Wealthy people in unhappy marriages should begin to think about what is the best time to end their marriages. An unhappy subject, but alas, an important one, as the authors of this article explain.
The following article is about the unromantic but all too real mix of tax and divorce. Authors Michael Rowlands and Zoe Sive, partners respectively in the family and private client teams at Kingsley Napley, explore some of the latest trends in England and Wales. (Scotland operates under a different legal system within the UK.) As always, while the editors here are grateful for such expert insight, they do not necessarily share all the views of guest contributors and invite readers to respond.
As we leave the winter behind, and with it the trivialisation of divorce by some parts of the media and the frenzy of “Black Monday” and “D Day”, the asset-rich in unhappy marriages should start thinking about when, strategically, to end their marriages.
There is, for the next month, a window of opportunity that will close on 5 April to avoid an immediate payment of capital gains tax on transfers of assets between already separated spouses on divorce; the year of separation is now the focus of the wealthy.
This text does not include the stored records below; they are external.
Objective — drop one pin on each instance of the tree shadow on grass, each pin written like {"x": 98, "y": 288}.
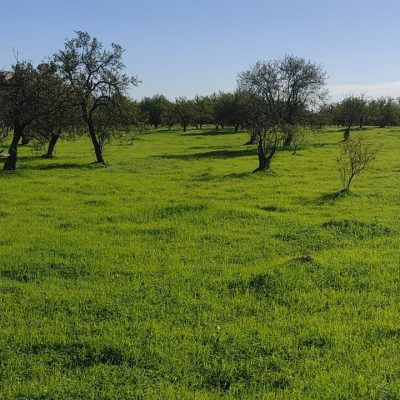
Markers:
{"x": 49, "y": 167}
{"x": 225, "y": 154}
{"x": 329, "y": 198}
{"x": 210, "y": 133}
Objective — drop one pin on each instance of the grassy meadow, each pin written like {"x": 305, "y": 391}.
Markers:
{"x": 176, "y": 273}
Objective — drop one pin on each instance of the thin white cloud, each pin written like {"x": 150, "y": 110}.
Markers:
{"x": 373, "y": 90}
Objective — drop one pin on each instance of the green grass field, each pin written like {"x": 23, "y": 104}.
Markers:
{"x": 176, "y": 273}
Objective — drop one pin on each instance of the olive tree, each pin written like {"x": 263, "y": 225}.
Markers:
{"x": 27, "y": 96}
{"x": 350, "y": 111}
{"x": 284, "y": 89}
{"x": 96, "y": 78}
{"x": 354, "y": 156}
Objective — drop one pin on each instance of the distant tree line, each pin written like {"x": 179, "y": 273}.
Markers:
{"x": 82, "y": 90}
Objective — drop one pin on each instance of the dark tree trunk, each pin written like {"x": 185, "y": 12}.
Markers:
{"x": 288, "y": 139}
{"x": 25, "y": 140}
{"x": 96, "y": 144}
{"x": 346, "y": 134}
{"x": 264, "y": 160}
{"x": 52, "y": 144}
{"x": 11, "y": 161}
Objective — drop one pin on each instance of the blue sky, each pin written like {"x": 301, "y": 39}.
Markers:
{"x": 178, "y": 47}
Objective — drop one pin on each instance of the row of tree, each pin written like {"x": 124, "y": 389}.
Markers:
{"x": 82, "y": 89}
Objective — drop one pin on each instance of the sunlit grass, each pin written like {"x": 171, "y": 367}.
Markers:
{"x": 176, "y": 273}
Assets transferred between spouses are generally deemed to be at a no gains/no loss basis and are therefore exempt from CGT unless the couple separates. Once separated, whether under court order, deed of separation or simply in such circumstances that are likely to be permanent, they have until the end of the tax year (5 April) following their separation to transfer assets between them. If they wait until a later date, they may face an immediate CGT liability on the transfer of their assets that form part of the divorce proceedings.
The transfer of assets between spouses in the year of separation avoids CGT liability, so that the transferor will never pay capital gains tax on the inter-spouse disposal. However, for the transferee, this may only equate to a tax deferral until a later sale or transfer of the asset. The transferee takes the asset at its original CGT base cost – there is no uplift for CGT purposes of the base value as at the date of the transfer to the transferee spouse. If and when that asset is sold to a third party, then it is the transferor’s original base costs that is used to calculate the chargeable gain.
There may also be inheritance tax implications in relation to the asset held by the transferee, depending upon the location of the asset and the transferee’s tax status. Nevertheless, this CGT deferral until a later transaction can be of great importance to divorcing couples, as finding the cash to pay the tax on a transfer between them could undermine the settlement and damage living standards.
In addition, CGT may never arise if, for example, the transferee spouse intends to leave the UK, as - subject to limited exceptions - non-UK residents generally do not pay the tax.